This means you can allowlist one phrase while still catching other injection patterns in the same message: only the exact phrases you have allowlisted are exempt, and every other dangerous pattern in the message is still detected.

Matching Rules

  • Case-insensitive. An allowlist entry matches regardless of letter casing in the message text.
  • Exact substring match. The phrase must appear verbatim in the message. Wildcards and regex are not supported.
  • All actions. The allowlist applies equally to block, flag, and redact actions.

Managing Patterns

Allowlist patterns are managed per-user from Settings > Privacy. Your allowlist applies across every guardrail that scans your requests — unlike detection configuration, which is set per-guardrail, the allowlist is user-scoped.

Adding a Pattern

Click Add pattern and enter the phrase you want to allowlist. A live character counter shows the current length against the 1,000-character limit. The phrase is saved and immediately active.

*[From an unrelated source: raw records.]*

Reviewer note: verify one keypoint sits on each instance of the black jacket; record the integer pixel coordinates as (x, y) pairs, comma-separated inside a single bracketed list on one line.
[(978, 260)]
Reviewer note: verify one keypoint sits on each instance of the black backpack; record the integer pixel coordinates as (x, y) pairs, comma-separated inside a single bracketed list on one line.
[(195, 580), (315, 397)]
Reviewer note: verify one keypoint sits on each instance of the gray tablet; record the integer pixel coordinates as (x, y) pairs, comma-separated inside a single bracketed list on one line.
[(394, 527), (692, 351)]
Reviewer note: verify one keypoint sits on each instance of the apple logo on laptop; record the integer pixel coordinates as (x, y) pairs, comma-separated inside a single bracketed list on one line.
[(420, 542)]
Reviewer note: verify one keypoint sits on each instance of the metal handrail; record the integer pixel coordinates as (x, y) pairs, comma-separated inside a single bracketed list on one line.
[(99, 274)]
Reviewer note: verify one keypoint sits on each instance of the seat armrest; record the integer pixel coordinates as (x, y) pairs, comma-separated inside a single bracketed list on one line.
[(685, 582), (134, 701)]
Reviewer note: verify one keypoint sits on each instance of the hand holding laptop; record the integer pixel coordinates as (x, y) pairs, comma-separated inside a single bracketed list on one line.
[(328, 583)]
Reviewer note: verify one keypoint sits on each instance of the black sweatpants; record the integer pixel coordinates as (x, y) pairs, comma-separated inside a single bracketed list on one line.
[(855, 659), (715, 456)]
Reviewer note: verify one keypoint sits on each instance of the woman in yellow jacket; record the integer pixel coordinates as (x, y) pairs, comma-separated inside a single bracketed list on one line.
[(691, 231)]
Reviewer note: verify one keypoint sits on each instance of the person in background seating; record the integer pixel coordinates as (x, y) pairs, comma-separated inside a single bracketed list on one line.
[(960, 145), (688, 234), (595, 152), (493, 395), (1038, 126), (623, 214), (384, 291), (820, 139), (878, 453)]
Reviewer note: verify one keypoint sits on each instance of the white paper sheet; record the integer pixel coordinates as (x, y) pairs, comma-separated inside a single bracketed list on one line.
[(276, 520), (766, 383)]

If you have already reached the 200-pattern cap, the save will fail with an error message. Deactivate or delete an existing pattern first to make room.

Editing a Pattern

Click the pencil icon on an existing pattern to open the inline edit form. The system checks for duplicate patterns (case-insensitive) before saving — if an identical pattern already exists, the edit is rejected with a toast notification.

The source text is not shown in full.